[lbo-talk] Homeland Sec Protects Us From Journalist

J Cullen jcullen at austin.rr.com
Fri Dec 19 13:14:41 PST 2003


I know a guy from the Austin area whose mother, an Irish native who has been married to a retired Defense Department veteran for more than 30 years but only recently applied for permanent residency, because most of her postings were overseas anyway. After she applied for her green card but before she got permanent residency status she went home to Ireland for a wedding and was denied re-entry to the US because she had failed to apply for an "advance parole," which she didn't know she needed. Now she's stuck in Ireland. Ashcroft's Justice Department could waive the requirement on a humanitarian basis, noting that her husband is an Alzheimer's patient and needs her care, but it chooses not to.

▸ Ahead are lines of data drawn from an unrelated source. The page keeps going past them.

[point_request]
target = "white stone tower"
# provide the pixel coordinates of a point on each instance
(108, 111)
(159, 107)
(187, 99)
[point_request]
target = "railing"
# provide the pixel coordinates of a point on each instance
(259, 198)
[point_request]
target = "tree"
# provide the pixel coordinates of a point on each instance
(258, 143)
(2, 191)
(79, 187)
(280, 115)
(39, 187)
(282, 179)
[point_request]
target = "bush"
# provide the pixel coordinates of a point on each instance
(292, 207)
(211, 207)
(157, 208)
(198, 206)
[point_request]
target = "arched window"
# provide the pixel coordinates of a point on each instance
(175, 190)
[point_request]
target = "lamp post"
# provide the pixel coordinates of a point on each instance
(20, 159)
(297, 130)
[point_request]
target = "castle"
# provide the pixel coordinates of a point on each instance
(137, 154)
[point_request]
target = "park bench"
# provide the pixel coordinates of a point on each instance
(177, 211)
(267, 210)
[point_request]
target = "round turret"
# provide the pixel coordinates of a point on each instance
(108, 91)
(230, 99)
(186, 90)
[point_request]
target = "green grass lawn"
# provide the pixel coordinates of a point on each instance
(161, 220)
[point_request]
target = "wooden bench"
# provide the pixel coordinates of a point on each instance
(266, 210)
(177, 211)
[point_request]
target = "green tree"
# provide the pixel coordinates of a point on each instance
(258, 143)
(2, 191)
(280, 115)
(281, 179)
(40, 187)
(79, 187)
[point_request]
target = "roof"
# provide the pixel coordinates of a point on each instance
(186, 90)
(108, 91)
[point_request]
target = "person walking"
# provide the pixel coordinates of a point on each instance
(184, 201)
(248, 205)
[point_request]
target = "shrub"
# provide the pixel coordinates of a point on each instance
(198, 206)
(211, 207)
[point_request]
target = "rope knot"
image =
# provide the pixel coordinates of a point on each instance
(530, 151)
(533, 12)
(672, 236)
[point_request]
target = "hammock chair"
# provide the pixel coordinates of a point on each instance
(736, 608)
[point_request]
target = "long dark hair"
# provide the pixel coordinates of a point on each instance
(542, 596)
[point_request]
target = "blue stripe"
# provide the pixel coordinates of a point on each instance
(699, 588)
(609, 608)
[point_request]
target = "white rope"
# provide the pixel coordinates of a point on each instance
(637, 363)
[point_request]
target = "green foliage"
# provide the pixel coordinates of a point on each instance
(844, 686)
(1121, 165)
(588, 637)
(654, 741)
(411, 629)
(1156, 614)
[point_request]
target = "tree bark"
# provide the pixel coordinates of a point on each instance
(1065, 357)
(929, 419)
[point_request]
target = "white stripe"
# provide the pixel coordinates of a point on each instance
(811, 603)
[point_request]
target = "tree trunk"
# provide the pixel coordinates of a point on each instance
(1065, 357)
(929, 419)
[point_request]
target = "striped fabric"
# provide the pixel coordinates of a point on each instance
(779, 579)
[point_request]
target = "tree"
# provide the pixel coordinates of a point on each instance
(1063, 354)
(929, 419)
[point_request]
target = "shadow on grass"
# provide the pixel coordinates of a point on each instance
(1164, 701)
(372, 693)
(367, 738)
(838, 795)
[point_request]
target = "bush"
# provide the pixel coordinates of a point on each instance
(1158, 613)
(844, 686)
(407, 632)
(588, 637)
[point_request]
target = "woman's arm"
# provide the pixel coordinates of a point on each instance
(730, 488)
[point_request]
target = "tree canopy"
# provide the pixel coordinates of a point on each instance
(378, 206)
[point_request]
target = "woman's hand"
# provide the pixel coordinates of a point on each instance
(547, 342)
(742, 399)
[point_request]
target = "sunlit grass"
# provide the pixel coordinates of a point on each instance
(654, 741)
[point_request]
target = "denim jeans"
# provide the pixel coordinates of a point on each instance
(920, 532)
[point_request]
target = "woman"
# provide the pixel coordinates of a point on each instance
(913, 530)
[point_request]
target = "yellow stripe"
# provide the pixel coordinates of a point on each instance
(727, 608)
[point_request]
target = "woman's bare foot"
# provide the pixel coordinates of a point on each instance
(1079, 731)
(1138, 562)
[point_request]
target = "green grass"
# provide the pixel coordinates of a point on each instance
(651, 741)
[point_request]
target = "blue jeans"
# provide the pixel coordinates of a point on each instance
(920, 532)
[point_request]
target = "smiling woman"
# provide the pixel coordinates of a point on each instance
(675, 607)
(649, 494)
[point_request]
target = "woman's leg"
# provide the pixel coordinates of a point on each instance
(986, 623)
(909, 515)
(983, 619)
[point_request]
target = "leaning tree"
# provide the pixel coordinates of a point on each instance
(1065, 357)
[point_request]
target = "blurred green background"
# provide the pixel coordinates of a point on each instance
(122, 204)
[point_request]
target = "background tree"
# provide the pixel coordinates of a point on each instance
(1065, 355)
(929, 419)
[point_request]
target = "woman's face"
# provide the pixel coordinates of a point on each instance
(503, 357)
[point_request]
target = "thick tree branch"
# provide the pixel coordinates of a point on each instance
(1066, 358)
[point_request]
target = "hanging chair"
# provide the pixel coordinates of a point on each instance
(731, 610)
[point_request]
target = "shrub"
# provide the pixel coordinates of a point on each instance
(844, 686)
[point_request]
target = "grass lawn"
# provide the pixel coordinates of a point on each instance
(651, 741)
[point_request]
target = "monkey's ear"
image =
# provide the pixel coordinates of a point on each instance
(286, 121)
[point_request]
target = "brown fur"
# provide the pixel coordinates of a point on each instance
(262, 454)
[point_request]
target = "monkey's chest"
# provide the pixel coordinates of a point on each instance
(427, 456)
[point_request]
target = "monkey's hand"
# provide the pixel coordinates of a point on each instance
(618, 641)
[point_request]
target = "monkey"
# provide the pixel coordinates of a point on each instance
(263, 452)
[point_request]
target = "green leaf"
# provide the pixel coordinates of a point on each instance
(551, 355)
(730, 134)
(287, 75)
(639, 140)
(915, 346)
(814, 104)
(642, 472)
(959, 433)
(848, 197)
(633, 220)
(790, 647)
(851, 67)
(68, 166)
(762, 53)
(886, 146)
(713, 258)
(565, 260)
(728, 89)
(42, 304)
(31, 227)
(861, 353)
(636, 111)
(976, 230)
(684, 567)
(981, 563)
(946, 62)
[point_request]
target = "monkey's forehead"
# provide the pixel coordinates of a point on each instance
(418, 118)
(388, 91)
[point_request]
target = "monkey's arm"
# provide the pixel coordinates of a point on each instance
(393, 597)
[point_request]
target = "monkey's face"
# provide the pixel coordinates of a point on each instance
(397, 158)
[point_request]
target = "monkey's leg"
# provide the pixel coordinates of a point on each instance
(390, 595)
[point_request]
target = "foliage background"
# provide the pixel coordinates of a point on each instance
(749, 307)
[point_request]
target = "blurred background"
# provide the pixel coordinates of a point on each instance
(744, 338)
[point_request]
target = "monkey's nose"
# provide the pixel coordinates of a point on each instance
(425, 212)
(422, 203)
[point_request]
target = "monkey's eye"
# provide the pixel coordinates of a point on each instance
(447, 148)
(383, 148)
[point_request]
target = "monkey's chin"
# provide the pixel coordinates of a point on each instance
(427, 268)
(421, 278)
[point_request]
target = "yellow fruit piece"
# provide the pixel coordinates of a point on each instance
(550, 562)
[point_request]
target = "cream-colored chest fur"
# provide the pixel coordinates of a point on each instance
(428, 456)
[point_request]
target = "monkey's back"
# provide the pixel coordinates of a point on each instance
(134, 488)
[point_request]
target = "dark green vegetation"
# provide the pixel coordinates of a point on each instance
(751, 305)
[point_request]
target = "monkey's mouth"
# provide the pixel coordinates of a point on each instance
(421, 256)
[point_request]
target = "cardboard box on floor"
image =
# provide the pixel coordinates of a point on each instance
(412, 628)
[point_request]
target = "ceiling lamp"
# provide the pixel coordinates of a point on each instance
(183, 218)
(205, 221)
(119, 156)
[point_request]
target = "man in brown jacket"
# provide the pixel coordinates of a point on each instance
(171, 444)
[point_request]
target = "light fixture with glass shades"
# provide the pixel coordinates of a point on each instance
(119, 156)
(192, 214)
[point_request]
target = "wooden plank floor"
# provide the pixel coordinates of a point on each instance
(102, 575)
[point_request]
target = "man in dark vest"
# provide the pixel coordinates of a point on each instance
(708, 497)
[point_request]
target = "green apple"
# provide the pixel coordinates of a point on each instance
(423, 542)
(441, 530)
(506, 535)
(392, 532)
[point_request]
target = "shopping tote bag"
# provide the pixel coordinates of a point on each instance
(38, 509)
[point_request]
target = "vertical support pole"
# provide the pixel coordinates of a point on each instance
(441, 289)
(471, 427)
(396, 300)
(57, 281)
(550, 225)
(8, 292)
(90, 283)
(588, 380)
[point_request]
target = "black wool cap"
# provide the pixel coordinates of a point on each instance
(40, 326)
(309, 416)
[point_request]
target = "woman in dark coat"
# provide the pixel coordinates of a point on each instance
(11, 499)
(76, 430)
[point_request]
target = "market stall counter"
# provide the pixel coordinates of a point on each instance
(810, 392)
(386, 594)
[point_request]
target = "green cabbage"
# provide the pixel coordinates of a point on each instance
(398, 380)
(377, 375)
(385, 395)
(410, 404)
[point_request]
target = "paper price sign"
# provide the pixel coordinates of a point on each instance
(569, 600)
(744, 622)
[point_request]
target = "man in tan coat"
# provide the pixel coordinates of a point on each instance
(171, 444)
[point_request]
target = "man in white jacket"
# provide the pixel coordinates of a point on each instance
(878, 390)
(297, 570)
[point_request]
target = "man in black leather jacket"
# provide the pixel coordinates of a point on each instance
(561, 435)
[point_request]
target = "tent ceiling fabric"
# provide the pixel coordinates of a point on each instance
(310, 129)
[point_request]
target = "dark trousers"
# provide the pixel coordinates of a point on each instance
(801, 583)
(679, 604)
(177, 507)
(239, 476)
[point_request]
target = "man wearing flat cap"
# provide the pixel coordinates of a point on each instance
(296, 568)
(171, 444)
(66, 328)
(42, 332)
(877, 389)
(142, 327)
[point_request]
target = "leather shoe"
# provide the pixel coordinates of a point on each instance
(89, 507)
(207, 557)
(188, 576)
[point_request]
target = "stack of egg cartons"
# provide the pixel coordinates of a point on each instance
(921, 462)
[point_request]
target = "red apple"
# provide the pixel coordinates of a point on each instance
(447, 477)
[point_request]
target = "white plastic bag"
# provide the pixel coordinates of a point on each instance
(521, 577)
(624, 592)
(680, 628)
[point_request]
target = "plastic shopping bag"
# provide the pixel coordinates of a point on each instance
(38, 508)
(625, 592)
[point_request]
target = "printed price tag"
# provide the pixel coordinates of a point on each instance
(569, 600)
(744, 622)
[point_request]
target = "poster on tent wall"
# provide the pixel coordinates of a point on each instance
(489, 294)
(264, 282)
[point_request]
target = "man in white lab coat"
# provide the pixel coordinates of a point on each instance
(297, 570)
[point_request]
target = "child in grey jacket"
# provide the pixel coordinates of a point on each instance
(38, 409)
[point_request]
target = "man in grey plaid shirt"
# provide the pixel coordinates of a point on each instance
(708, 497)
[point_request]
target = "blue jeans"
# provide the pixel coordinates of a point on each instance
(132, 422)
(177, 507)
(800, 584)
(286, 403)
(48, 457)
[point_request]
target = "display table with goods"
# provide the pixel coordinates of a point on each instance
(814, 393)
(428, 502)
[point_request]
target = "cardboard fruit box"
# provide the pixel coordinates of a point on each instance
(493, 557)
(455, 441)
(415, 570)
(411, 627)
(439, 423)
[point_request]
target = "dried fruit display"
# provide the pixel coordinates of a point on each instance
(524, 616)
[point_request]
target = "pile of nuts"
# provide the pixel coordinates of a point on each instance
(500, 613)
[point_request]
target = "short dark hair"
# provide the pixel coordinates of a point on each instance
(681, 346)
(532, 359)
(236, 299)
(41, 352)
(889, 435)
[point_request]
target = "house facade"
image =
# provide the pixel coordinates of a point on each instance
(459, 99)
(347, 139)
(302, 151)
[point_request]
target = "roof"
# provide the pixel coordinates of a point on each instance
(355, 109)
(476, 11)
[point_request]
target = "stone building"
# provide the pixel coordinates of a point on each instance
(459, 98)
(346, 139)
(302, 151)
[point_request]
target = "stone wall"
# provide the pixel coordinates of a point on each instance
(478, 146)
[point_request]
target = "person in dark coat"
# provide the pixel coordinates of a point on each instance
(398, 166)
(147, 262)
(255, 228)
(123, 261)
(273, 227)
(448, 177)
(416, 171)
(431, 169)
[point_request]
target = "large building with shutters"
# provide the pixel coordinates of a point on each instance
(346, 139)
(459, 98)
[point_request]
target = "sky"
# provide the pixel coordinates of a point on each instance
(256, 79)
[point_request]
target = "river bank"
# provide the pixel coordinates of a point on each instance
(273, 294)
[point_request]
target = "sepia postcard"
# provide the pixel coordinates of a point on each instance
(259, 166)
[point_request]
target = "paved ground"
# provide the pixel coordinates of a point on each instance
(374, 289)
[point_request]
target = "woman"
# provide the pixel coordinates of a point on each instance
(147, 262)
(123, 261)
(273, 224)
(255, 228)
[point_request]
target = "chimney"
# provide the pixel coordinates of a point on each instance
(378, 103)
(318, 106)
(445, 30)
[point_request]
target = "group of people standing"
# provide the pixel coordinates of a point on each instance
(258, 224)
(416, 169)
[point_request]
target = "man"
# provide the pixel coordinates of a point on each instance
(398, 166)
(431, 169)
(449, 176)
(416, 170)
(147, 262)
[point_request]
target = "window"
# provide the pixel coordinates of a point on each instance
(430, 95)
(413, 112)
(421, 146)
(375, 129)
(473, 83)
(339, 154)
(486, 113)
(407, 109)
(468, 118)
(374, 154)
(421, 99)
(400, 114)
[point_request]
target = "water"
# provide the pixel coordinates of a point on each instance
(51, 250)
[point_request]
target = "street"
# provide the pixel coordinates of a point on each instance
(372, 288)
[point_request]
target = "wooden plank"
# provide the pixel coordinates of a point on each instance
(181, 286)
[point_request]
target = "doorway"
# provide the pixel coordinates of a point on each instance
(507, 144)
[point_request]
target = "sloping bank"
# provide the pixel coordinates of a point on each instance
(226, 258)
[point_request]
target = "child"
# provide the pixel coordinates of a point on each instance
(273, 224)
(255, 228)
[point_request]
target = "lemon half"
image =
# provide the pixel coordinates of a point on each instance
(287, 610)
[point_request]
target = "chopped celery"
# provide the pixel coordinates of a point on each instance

The threat of a bureaucratic snafu causing deportation or denial of re-entry is apparently a matter of major concern in the immigrant community, but like you say, most Americans could care less.

-- Jim Cullen


>It's scary and depressing how hostile the U.S. government has gotten
>to foreigners. A British friend who's a freshly naturalized U.S.
>citizen is having severe problems with the authorities over his
>lawful wife, who'd be arrested if she ever set foot back in her
>native Uzbekistan. Another Brit friend is having trouble bringing
>over his Spanish girlfriend for an extended visit. And these are all
>educated people from countries who are supposedly our good allies in
>the war on terror. Obviously there are thousands more stories, and
>more horrible stories, but one of the good things about the U.S.
>used to be its relative hospitality to foreigners. Now that's gone,
>and you don't hear much complaint about it.